Impact of tariffs on global commodities & agriculture

Wider reaching implications of tariffs are likely to impact global commodity markets, and therefore agriculture indirectly, in a more significant way. The tariff regime risks throwing many established commodity markets out of balance, through the reduction or boycotting of significant US exports such as machinery, oil and fertilisers, and the risk of retaliatory tariffs increasing prices. As seen following the beginning of the war in Ukraine, supply chain disruptions and economic trade sanctions on Russia caused price spikes and volatility in oil and fertiliser markets.

Figure 2: Imports to the UK from the US. Source US Census Bureau

What happens next?

According to the World Trade Organisation, the continuation or escalation of US tariffs risks a steep decline of global trade with North America.
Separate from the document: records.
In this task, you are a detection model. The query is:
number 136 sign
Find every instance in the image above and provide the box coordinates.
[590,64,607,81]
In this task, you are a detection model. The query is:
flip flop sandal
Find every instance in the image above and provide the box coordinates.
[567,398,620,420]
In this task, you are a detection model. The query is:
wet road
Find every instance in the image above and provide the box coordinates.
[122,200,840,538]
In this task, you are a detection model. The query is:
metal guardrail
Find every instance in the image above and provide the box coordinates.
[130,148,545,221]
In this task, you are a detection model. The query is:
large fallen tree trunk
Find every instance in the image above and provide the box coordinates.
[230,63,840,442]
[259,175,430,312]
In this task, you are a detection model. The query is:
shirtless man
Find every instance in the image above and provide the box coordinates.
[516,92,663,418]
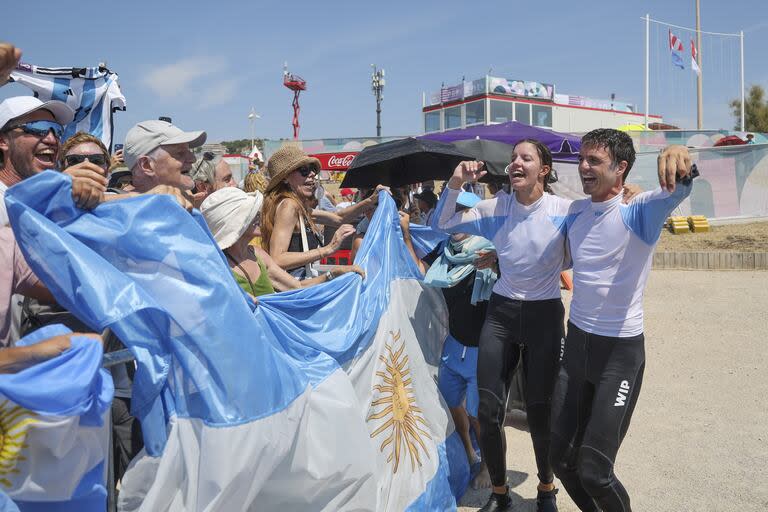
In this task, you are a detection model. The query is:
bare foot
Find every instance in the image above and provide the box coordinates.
[472,464,491,489]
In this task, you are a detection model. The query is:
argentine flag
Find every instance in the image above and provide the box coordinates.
[6,172,469,511]
[0,325,114,512]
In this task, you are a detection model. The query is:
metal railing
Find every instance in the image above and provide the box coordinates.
[101,349,135,512]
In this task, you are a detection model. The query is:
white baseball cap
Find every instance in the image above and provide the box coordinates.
[200,187,264,251]
[0,96,75,130]
[123,120,207,169]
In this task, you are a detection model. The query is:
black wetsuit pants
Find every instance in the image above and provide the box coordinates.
[551,322,645,512]
[477,293,564,487]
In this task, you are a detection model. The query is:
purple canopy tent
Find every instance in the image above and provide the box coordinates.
[420,121,581,162]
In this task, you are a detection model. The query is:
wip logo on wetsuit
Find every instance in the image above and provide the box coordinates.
[613,380,629,407]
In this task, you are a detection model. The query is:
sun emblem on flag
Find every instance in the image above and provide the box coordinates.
[0,400,40,489]
[366,331,432,473]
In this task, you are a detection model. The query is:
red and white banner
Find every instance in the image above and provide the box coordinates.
[310,151,358,171]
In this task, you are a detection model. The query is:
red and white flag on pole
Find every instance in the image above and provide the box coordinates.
[669,30,685,69]
[691,39,701,75]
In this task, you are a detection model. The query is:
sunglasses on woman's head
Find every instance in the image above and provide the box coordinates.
[64,155,107,167]
[296,165,317,178]
[4,120,64,139]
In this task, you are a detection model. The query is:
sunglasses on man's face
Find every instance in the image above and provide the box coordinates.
[6,121,64,139]
[296,165,317,178]
[64,155,107,167]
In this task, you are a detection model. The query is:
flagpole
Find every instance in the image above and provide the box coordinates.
[696,0,704,130]
[739,30,747,131]
[645,14,651,130]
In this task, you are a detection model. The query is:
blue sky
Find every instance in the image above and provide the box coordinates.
[0,0,768,141]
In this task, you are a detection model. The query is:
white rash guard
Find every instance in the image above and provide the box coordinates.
[432,188,572,300]
[567,183,692,338]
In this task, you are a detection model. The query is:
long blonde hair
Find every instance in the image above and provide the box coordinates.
[260,181,317,252]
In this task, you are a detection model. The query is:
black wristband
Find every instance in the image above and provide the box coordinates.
[675,164,699,185]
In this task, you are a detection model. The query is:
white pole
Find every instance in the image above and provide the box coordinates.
[696,0,704,130]
[645,14,651,130]
[739,30,747,131]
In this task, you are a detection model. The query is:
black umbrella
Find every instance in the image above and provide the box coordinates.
[452,138,515,181]
[341,137,473,188]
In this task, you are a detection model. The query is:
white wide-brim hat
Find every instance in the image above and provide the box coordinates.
[200,187,264,251]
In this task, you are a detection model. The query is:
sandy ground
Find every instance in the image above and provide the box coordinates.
[656,222,768,252]
[459,270,768,512]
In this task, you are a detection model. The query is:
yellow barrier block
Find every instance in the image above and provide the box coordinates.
[667,217,690,235]
[688,215,709,233]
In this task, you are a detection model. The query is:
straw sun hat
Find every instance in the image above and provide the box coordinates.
[264,144,320,194]
[200,187,264,251]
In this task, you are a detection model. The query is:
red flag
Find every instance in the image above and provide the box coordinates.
[691,39,701,75]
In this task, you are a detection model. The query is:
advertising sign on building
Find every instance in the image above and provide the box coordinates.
[488,76,555,101]
[312,151,357,171]
[554,94,635,112]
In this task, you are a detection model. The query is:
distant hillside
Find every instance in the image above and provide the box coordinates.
[221,139,264,155]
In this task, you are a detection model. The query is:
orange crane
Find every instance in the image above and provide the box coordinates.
[283,62,307,140]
The WTO has also revised global goods trade statistics for 2025, from a 2.7% growth to a 0.2% decline. However, it is also expected that, as a result, other regions will and are moving quickly to reorient trade relations with alternative countries, and are likely to see trade growth. This is particularly the case in the Asian and European blocs. China has been a major exporter of electronics, machinery & mechanical appliances, sports equipment, plastics, steel, textiles & clothes to the US, but also has a large trade surplus with other western countries, and increasing exports to the Global South (developing countries).

While the US is attempting to encourage other countries to move away from trade with China, blanket tariffs on all countries are likely to do the opposite, uniting countries to coordinate responses and create new markets, bypassing the US. Until the 90-day period for negotiating trade agreements is up, however, the scale of impact remains uncertain.